BlockedRequests counts requests that matched a rule with the Block action and were denied. PassedRequests counts requests that reached the end of the rule evaluation without matching any terminating rule and received the Web ACL default action (which could be Allow or Block depending on your configuration). A high PassedRequests count with a Block default action is not necessarily a problem; it means your rules are not matching most legitimate traffic.
How much does AWS WAF monitoring cost?
The WAF service charges per Web ACL, per rule, and per million requests evaluated. CloudWatch metrics for WAF are included at no additional charge. CloudWatch Logs ingestion, storage, and Logs Insights query charges apply separately. Contributor Insights rules are billed per rule per month.
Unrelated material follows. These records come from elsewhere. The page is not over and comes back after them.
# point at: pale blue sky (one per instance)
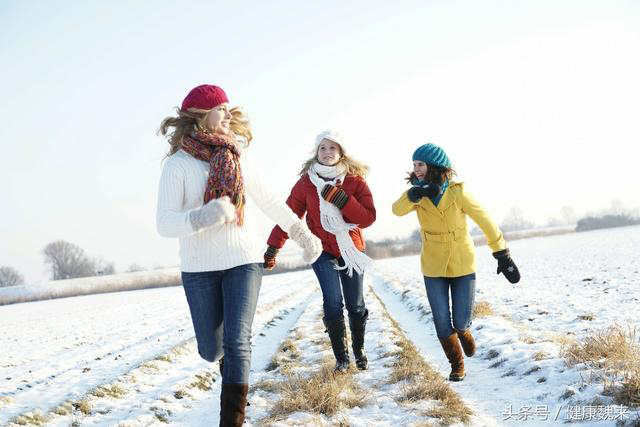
(536, 102)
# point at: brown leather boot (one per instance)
(451, 347)
(467, 341)
(233, 402)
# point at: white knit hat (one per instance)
(331, 135)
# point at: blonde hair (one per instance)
(353, 166)
(193, 119)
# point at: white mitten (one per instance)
(312, 246)
(215, 212)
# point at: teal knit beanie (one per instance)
(431, 154)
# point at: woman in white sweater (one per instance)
(202, 197)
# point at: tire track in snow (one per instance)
(489, 389)
(186, 364)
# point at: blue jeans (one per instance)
(336, 282)
(463, 290)
(222, 305)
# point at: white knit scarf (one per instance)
(332, 221)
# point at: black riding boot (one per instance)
(338, 336)
(358, 326)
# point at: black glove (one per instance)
(427, 190)
(506, 266)
(270, 258)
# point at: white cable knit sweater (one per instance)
(182, 186)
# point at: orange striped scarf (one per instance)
(225, 173)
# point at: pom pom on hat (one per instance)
(331, 135)
(431, 154)
(204, 97)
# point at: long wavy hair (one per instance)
(353, 166)
(435, 175)
(177, 127)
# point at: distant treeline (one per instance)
(606, 221)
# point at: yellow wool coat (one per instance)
(447, 248)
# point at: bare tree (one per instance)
(515, 220)
(67, 260)
(135, 267)
(103, 268)
(9, 276)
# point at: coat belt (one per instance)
(457, 234)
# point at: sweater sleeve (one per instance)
(403, 205)
(495, 239)
(359, 208)
(275, 209)
(278, 236)
(171, 219)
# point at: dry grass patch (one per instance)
(541, 355)
(615, 352)
(181, 394)
(65, 408)
(286, 357)
(321, 393)
(203, 381)
(270, 386)
(532, 370)
(83, 406)
(482, 309)
(165, 358)
(151, 365)
(423, 382)
(492, 354)
(498, 363)
(35, 418)
(114, 391)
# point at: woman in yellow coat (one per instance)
(448, 254)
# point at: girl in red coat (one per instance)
(334, 195)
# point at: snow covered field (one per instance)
(129, 359)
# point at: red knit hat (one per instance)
(204, 97)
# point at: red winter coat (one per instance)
(359, 210)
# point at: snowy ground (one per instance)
(129, 359)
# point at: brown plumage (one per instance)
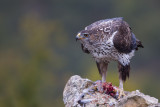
(107, 40)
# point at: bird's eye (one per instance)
(86, 35)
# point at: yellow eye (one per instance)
(86, 35)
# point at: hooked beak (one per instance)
(79, 37)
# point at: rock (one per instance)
(76, 94)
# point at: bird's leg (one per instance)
(102, 68)
(120, 90)
(123, 74)
(104, 74)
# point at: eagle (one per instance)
(110, 40)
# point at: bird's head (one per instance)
(83, 36)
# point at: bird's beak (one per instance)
(79, 37)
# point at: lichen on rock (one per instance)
(79, 92)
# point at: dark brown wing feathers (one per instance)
(125, 41)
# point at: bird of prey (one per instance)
(110, 40)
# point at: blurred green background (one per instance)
(38, 51)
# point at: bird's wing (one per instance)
(124, 40)
(85, 50)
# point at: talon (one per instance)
(120, 93)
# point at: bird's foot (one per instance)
(120, 93)
(99, 86)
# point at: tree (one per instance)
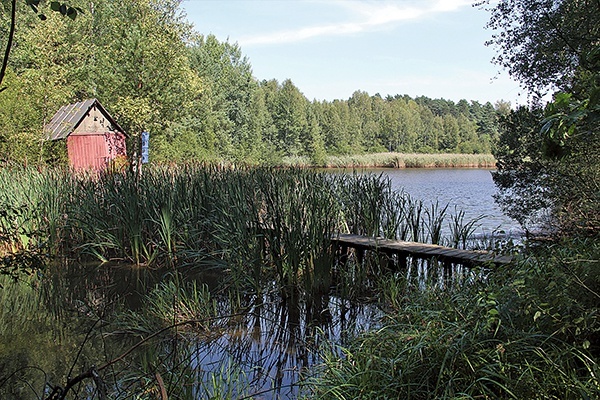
(549, 160)
(62, 8)
(544, 43)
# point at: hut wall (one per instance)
(94, 150)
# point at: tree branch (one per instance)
(11, 34)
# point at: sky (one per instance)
(332, 48)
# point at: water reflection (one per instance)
(263, 349)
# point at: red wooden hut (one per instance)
(93, 137)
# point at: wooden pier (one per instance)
(402, 249)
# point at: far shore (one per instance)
(397, 160)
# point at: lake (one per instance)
(469, 190)
(93, 313)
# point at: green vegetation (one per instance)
(531, 330)
(526, 331)
(198, 98)
(397, 160)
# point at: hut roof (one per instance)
(66, 120)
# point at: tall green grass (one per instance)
(259, 224)
(398, 160)
(528, 332)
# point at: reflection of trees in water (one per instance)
(277, 341)
(266, 348)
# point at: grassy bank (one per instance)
(397, 160)
(527, 332)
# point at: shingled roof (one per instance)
(66, 120)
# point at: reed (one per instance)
(258, 224)
(398, 160)
(505, 334)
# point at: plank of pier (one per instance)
(422, 250)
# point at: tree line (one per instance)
(197, 95)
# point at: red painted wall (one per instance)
(94, 150)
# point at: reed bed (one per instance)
(398, 160)
(258, 224)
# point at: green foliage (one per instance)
(544, 43)
(526, 333)
(197, 96)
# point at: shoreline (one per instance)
(397, 161)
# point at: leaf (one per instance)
(71, 13)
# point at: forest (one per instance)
(198, 97)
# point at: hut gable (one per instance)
(93, 137)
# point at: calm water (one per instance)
(470, 190)
(272, 342)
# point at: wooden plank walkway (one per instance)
(420, 250)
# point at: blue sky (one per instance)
(331, 48)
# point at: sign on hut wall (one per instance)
(93, 137)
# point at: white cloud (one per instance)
(364, 16)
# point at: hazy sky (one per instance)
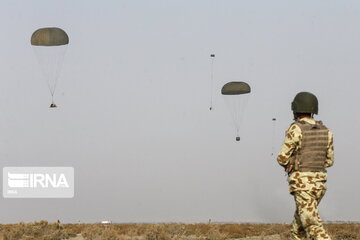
(133, 98)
For most production workloads, the combined cost of WAF + CloudWatch monitoring is well under $10 per month per Web ACL for log analysis costs.
Can I monitor AWS WAF across multiple accounts and regions?
Yes. You can use AWS Firewall Manager to centrally manage WAF policies across an AWS Organization and aggregate compliance status. For metrics, deploy a cross-account CloudWatch dashboard by granting cross-account metric access in the CloudWatch console. Third-party platforms like Datadog and CubeAPM also aggregate WAF metrics across regions and accounts natively.